As humanitarian donors prepare to gather in Geneva, award-winning British-Nigerian actor David Oyelowo has joined Nigerian luminaries and international charities in writing an open letter warning global leaders of the tens of thousands of children who could starve in North East Nigeria unless the world acts immediately.

Selma star Oyelowo joins compatriot Aliko Dangote, one of Africa’s leading businessmen, U2's Bono and Save the Children in demanding decisive action to address the crisis when the donors meet to agree world-wide humanitarian emergency funding in Geneva this week.

Oyelowo, who was raised in Lagos and London, co-writes in the letter: "The tragedy now unfolding in North East Nigeria is one of the world’s deadliest but least reported emergencies.

“Over 4.7 million people are in need of food assistance and some 400,000 children are at imminent risk of starvation. It must be addressed when humanitarian emergency donors gather this week in Geneva.”

An appeal by Nigeria as part of the UN’s global Humanitarian Response Plan is announced today in Abuja, as Save the Children’s new report on North East Nigeria ’Children’s Lives and Futures at Risk’ warns of a threat of full-scale famine.

The Famine Early Warning Systems Network estimates that more than 65,000 people are in famine conditions. 14 million people are in need of humanitarian assistance, according to the UN.
Kevin Watkins, Save the Children CEO, who visited North East Nigeria last month said: "North East Nigeria is teetering on the brink of widespread famine. The UN estimates that 75,000 children could die over the next year from malnutrition: that’s as many as 200 children who could die every day.

“Some of the mothers I spoke to had walked for two weeks to get their children treated at Save the Children’s clinic. There is still a window of opportunity to prevent a full blown famine – but that window is closing fast. Failure to act would be indefensible and unforgivable.”

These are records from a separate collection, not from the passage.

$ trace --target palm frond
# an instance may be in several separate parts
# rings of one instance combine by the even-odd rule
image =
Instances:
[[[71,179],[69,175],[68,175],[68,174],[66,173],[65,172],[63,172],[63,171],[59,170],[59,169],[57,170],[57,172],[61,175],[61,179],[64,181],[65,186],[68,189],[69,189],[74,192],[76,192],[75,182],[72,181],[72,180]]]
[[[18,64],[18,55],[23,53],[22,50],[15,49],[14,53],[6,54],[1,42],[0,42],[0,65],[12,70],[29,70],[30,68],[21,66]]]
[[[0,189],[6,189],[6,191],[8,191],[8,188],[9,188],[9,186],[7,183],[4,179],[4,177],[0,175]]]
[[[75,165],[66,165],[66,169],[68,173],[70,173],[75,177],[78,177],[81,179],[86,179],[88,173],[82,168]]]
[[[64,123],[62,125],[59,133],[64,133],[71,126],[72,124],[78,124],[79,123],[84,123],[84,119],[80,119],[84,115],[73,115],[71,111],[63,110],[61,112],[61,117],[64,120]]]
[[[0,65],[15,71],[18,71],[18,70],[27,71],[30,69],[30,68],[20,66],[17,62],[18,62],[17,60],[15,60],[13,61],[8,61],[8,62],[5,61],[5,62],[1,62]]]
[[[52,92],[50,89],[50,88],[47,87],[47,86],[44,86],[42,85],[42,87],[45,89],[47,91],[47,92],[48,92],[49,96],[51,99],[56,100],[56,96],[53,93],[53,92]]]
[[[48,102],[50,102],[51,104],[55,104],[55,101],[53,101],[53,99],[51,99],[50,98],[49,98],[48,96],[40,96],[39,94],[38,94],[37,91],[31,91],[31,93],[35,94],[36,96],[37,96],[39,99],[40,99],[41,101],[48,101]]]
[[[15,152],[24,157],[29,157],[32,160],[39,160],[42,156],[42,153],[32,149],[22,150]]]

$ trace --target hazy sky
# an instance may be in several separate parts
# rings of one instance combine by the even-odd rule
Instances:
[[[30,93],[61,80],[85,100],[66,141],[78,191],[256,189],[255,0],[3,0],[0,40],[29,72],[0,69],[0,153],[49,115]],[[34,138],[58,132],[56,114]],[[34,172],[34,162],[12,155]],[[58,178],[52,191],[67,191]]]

Among other interventions, Save the Children and ONE are calling for innovative financing opportunities to ensure the UN appeal is fully funded. Today’s report from Save the Children highlights that large sums of illicit finance from Nigeria are laundered through banks and the property markets in the United Kingdom.

It has been recently agreed that criminal assets stolen from Nigeria and seized in the UK can now be returned to Nigeria, with the Nigerian government pledging to use any returned funds to benefit the poorest.

Watkins continued: “This is a very welcome step forward. Save the Children is now calling on the UK Government to expedite the return of these funds, and for the Government of Nigeria to use the funds for the humanitarian response. Other OECD countries and the Nigerian government itself should apply the same principle.”

As the Nigerian army continues its advance into insurgent strongholds in areas bordering Niger, Chad and Cameroon, it is almost inevitable that more humanitarian suffering will be revealed. The conflict has been characterised by systematic, widespread and grave violation of children’s rights. Killing, abductions and sexual abuse, and the forced recruitment into militias has been tragically commonplace. Many children have witnessed atrocities first-hand, or have themselves been subject to attacks, and are in desperate need of psychosocial support.

Three teenage brothers captured and imprisoned for three months told Save the Children staff during a counselling session for displaced children:

“The day our village was attacked, our teacher was with us. They cut off our teacher’s head with a sword. They killed our parents. They dropped them in a well. They told us to stop crying or we will also be killed. We heard the voices of our parents screaming inside our heads.”

Save the Children has already witnessed the deadly effects of a delayed international response. As the crisis has intensified, it has established seven outpatient therapeutic-feeding sites and an emergency unit to which children with life threatening malnutrition can be referred for treatment. Children referred to the centre display the classic symptoms of Kwashiorkor (lack of protein leading to fluid-retention), Marasmus (energy deficiency) and extreme hunger, with distended stomachs, pencil thin limbs, loss of hair, acute anaemia and severe skin conditions. Most arrive with complicating conditions, including diarrhoea and pneumonia.

Many of the children being treated have been carried or walked for between three days and two weeks from areas like Mafa and Konduga. One mother in Save the Children’s emergency feeding clinic in Maiduguri told of how her husband, uncle and three children were beheaded in front of her. Another described sometimes going for five days without food.

Another concern, widely voiced by parents in Save the Children clinics, is that children leaving the stabilisation clinic are returning to an environment marked by extreme poverty, rising food prices, and little or no support.